I have the following fish shell script for downloading a slice of a video using yt-dlp and ffmpeg
function yt-dlp-trim -d "Download a slice of a video with yt-dlp"
if test (count $argv) -lt 3
echo "Pass a start and end timestamp as well as an URL"
return 1
end
# convert a hh:mm:ss.ms input into seconds with decimals
set -l start (echo $argv[1] | sed -E 's/(.*):(.+):(.+)/\1*3600+\2*60+\3/;s/(.+):(.+)/\1*60+\2/' | bc)
set -l end (echo $argv[2] | sed -E 's/(.*):(.+):(.+)/\1*3600+\2*60+\3/;s/(.+):(.+)/\1*60+\2/' | bc)
# set output to $XDG_VIDEOS_DIR
set -l video_dir (xdg-user-dir VIDEOS)
set -l output $video_dir'/%(title)s.%(ext)s'
command yt-dlp -f '(bestvideo[height<=720]+bestaudio/best[height<=720]/best)[protocol!*=dash]'\
--external-downloader ffmpeg\
--external-downloader-args ffmpeg:"-ss $start -to $end"\
-o $output\
$argv[3..-1]
end
The important part is here:
command yt-dlp -f '(bestvideo[height<=720]+bestaudio/best[height<=720]/best)[protocol!*=dash]'\
--external-downloader ffmpeg\
--external-downloader-args ffmpeg:"-ss $start -to $end"\
-o $output\
$argv[3..-1]
Where I run yt-dlp and specify ffmpeg as the external downloader.

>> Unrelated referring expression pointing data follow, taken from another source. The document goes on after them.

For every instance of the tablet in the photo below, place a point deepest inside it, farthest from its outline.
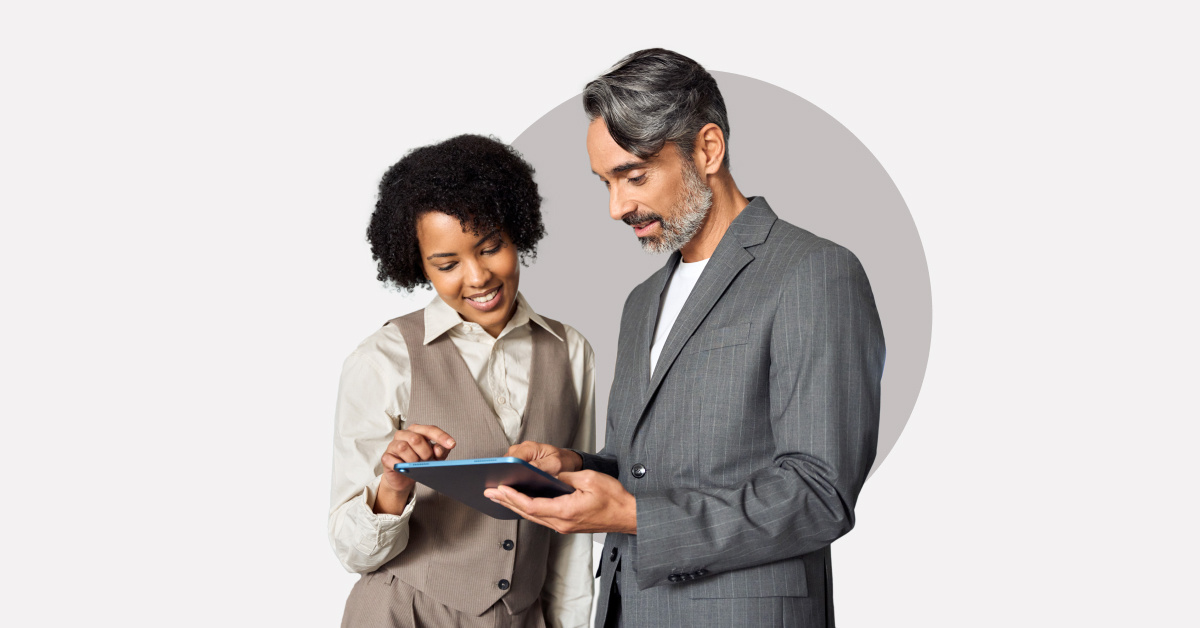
(466, 479)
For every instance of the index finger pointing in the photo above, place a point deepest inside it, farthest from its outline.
(433, 434)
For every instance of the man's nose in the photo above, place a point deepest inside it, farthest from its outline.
(619, 204)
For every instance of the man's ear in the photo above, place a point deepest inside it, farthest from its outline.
(709, 149)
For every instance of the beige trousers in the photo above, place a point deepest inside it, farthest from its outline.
(382, 600)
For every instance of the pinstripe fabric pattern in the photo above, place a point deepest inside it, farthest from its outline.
(756, 431)
(455, 555)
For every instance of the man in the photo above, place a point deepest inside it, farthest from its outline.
(744, 412)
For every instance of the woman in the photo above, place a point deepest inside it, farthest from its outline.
(473, 372)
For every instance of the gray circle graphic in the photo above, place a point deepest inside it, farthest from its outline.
(815, 173)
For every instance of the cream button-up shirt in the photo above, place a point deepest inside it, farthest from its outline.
(372, 404)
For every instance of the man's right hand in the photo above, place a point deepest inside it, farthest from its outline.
(415, 443)
(547, 458)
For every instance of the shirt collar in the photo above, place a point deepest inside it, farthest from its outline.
(439, 318)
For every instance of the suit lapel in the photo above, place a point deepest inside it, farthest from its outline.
(748, 229)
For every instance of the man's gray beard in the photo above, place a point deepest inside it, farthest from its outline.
(688, 215)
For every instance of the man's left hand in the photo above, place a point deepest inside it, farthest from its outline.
(599, 504)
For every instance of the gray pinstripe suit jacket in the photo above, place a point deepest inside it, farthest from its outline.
(756, 432)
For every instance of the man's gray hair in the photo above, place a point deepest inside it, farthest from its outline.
(655, 96)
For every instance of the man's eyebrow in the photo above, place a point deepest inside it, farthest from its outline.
(491, 234)
(624, 167)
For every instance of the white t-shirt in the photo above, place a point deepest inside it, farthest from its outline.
(679, 286)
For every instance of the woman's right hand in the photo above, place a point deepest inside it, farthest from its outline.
(415, 443)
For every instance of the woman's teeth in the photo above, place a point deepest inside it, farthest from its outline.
(485, 298)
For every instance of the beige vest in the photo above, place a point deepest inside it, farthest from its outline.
(455, 554)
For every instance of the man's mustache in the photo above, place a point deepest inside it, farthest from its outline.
(640, 219)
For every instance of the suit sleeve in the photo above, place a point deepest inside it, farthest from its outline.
(826, 363)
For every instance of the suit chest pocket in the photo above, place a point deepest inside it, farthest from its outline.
(719, 338)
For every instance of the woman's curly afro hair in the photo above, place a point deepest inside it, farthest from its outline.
(479, 180)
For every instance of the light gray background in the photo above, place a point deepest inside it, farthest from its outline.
(811, 169)
(185, 191)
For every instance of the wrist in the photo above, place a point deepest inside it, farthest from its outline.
(391, 501)
(574, 460)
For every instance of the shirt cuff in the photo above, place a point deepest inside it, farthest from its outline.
(377, 537)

The script does its job and works fine if I'm downloading from the start of a video until a certain point. However when I, say, download a video from 00:45 to 00:57 the result is a 12 second video with completely black or dead frames until the 4 second mark and then it proceeds normally until the end of the clip.
I've tried the advice from this answer by removing 30 seconds from $start
and using this command
# go 30s back to get good keyframes
set start (math "max($start - 30, 0)")
command yt-dlp -f '(bestvideo[height<=720]+bestaudio/best[height<=720]/best)[protocol!*=dash]'\
--external-downloader ffmpeg\
--external-downloader-args ffmpeg:"-ss $start -ss 30 -to $end"\
-o $output\
$argv[3..-1]
But it did not work. Any pointers would be appreciated.